At the core of the Sanofi Biogenius Canada experience is scientific research. All projects at SBC competitions are experimental in nature, and students have the responsability to come with an idea that they can test in a real-life.
Coming up with an SBC project can be scary, but it can also be very collaborative. Ideas are not born in a vacuum; they can be inspired by personal experience, but also through discussions with friends, teachers, parents and others, including professionals already working in health sciences and biotech. We’ve found that it’s a common mistake to try to go it entirely alone; you should always feel open to feedback from others, as it might open a door you’ve never considered.
Here’s an example of the first step in the evolution of an idea. This original proposal by Calgary student, Harry Zhou, is posted here with his permission. While it was accepted in principle, the project was modified after much consultation with researchers in the field. Harry did not work on producing a gene therapy vector nor testing it, but rather, studied radiation-induced cell death with different levels of the tumor suppressor protein p53. A gene therapy project is simply not feasible.
SBC Proposal Requirements
Ready to get started? Your 1,200 word proposal should include the following elements:
- Title: A scientifically informative title. The proposal must be 1,200 words or less and must be submitted online. What is hoped to be accomplished in the investigation? What question is trying to be answered? (1 or 2 sentences).
- Introduction: Background information on the organism(s) or process(s) that will be investigated. (1 or 2 short paragraphs).
- Relevant Application: Explanation of how the idea was arrived at, or justification of why such an investigation is worth doing.
- Experimental Design: Detailed description subject groupings; explanation of variables being controlled, manipulated and measured; phases of experiments if they are to be done in stages.
- Results and Interpretation: Explanation of the form of results and suggestion of possible mechanisms.
- Appendices: Materials and Methods. Detailed explanation of the methods and techniques required for proposed research work; list of materials, instruments and equipment that your school will be able to provide toward this project.
- Timeline of Project: Indication of plan of progress toward the SBC competition.

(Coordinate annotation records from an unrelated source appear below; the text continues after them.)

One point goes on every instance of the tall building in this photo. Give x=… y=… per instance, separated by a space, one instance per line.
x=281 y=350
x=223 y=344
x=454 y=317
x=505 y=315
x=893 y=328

- Mentorship Support: Name and contact information for supervising teacher; name and contact information for your mentor. Need a mentor? Learn more about getting placed with a mentor here.
It begins with your personal interests and a basic understanding of life sciences and biotechnology. What do you find interesting, and how does it connect to the field? Write down those interests and begin some background research into biotech — what it is, what sciences it involves, most recent advances, controversies, and the like. There’s a wide variety of sources such as your local newspaper, industry newsletters, magazines like Scientific American and Discover.

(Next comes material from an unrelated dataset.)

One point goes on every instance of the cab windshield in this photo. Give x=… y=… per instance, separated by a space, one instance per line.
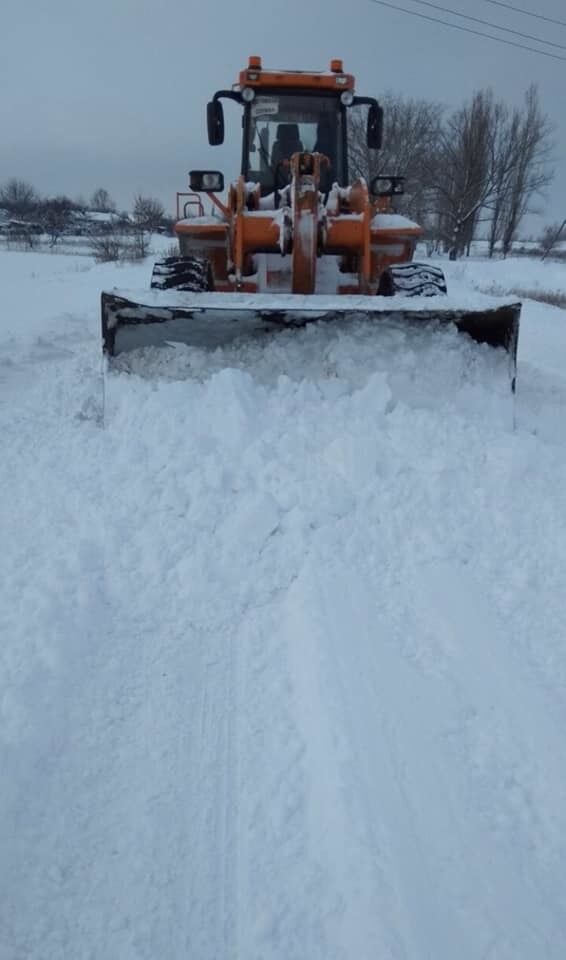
x=280 y=125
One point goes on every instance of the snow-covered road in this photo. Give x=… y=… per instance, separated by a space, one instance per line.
x=283 y=658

Proposal Development: A Case Study
For example, you might be concerned about pollution and have found that certain bacteria consume or absorb harmful chemicals in our local water supply. Armed with this knowledge, you might develop a research proposal that would investigate how these bacteria could be used to improve water quality in your community.

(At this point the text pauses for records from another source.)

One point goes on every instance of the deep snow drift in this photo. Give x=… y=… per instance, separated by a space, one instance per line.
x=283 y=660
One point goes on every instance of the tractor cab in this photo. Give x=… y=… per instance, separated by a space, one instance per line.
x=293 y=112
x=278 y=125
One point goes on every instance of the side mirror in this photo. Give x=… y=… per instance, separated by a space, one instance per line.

The next step is to specify what you plan to investigate in the form of a problem and possible solution. You might even come up with several questions that will require you to obtain experimental data to support the corresponding answer.
For example, your question might be “How much of bacteria X is needed to remove chemical Y from Toronto’s water supply?,” or “How can enough bacteria X be produced to treat all of Toronto’s waste water?”.
From among many possible solutions, you will have to choose which one you think is most correct and can realistically be investigated by you (the two may not always coincide). Then, identify the type of experiment(s) you would need to test your solution. In addition to the experimental methodology, the research design should include:
- the kinds of equipment and supplies you might need;
- the costs for your experimental and display materials;
- expert advice from a professional mentor you may need.
Remember that you are not looking to repeat an experiment that has already yielded specific results. You are instead trying to answer a specific question that will need scientific investigation and experimental techniques. The research experimentation methods you choose may be original or may follow a pre-described methodology. In either case, the rigour of good scientific methods should be followed, both in the experiment and in the analysis of resulting data yielded from the investigation. Your teacher and mentor can advise you about proper procedures and techniques.
Is it related to biotechnology or life sciences?
On a final note, make sure that your topic falls within the definition of biotechnology as “the use of the knowledge of biological systems to produce goods and services.” If you proposed using an inorganic chemical rather than bacteria to treat the polluted water, for example, the project would not involve biotechnology and wouldn’t be eligible.
Is it realistic?
Many good projects don’t succeed because students simply ran out of time to complete their experiments and data. It’s essential that you develop a realistic project schedule that allows you enough time to complete your project.
Some projects submitted are too ambitious to be carried out with the time and resources available. Through consultations with a mentor and other experts, students can modify their projects to give them a more realistic chance of success.